En ese momento entraron tranquilamente en el despacho dos caniches, envueltos en un fuerte olor a perfume caro, y por el rabillo del ojo vi también a la rubia de los diamantes y el peinado de Kudamm. Con ella venían dos hombres. Uno de mediana estatura con el pelo rubio, bigote y aspecto tranquilo sin pretensiones. El otro tendría unos cuarenta años, pelo grisáceo, gafas oscuras de montura gruesa, barba corta y bigote, pero físicamente era más fuerte. En él había algo que me hizo pensar que era policía.
—¿Piensa volver a ejercer la medicina? —me preguntó Perón, y añadió—: Seguro que podemos ayudarle a que se establezca aquí. ¿Rodolfo?
El joven que estaba junto a la puerta descruzó los brazos y se apartó de la pared. Lanzó una mirada fugaz al hombre de la barba.
—Si la policía no tiene ninguna objeción —dijo el joven Rodolfo. Su alemán era tan fluido como el de su jefe.
El hombre de la barba negó con la cabeza.
—Le pediré a Ramón Carrillo que estudie la posibilidad, ¿de acuerdo, señor? —dijo Rodolfo. Del bolsillo de su traje, de raya diplomática bien cortado, sacó un cuaderno de piel y anotó algo con un portaminas de plata.
—Sí, por favor —asintió Perón, dándome una segunda palmadita en el hombro.

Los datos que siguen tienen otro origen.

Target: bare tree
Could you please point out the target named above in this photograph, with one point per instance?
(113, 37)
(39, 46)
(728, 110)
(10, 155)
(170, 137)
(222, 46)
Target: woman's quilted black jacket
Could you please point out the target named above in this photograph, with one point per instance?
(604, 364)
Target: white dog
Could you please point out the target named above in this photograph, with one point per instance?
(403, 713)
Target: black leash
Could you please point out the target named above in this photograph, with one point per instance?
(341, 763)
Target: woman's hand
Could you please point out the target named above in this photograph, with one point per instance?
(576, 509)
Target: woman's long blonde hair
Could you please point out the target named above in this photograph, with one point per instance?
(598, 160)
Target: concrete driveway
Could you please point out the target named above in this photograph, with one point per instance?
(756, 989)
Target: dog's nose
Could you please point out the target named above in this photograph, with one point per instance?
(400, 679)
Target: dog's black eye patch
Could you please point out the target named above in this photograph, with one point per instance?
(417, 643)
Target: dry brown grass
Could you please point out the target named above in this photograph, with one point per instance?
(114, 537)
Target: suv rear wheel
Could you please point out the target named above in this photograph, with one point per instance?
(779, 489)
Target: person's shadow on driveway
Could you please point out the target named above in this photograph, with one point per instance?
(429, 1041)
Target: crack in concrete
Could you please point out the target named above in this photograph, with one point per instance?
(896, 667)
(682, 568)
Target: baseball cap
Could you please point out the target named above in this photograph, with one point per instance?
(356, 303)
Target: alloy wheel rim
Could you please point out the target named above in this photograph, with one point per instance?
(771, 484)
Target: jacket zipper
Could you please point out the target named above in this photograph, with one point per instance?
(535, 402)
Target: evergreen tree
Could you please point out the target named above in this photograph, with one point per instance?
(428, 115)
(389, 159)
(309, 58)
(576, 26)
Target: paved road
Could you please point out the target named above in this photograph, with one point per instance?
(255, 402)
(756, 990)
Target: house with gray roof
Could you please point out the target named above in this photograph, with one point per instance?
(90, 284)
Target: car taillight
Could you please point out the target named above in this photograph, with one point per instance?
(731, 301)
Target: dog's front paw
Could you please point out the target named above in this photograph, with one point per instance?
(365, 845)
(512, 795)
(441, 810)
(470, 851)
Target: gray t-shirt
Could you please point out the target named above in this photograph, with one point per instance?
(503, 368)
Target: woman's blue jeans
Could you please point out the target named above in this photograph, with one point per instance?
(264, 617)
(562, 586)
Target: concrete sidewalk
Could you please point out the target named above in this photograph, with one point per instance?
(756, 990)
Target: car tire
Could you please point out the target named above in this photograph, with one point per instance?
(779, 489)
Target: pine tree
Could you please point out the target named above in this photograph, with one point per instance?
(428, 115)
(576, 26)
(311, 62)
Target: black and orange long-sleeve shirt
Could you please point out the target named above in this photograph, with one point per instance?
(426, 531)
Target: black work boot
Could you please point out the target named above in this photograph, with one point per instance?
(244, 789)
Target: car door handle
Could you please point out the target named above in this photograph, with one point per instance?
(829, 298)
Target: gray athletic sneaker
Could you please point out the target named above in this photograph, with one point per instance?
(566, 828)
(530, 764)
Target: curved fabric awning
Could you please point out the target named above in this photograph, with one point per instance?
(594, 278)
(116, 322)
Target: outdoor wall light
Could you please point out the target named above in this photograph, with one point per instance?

A pesar de su declarada admiración por el paso de la oca, el presidente me cayó bien. Me cayó bien por su escúter y sus ridículos bombachos de golf, por sus manos de boxeador y sus estúpidos perritos, por su cálida acogida y la informalidad de su entorno. Y, ¿quién sabe?, tal vez me cayó bien porque necesitaba que alguien me cayese bien. A lo mejor por eso mismo era presidente, no lo sé. Pero había algo en Juan Perón que me indujo a arriesgarme con él. Por ello, después de fingir durante varios meses ser otra persona que fingía ser el doctor Carlos Hausner, decidí revelarle mi verdadera identidad.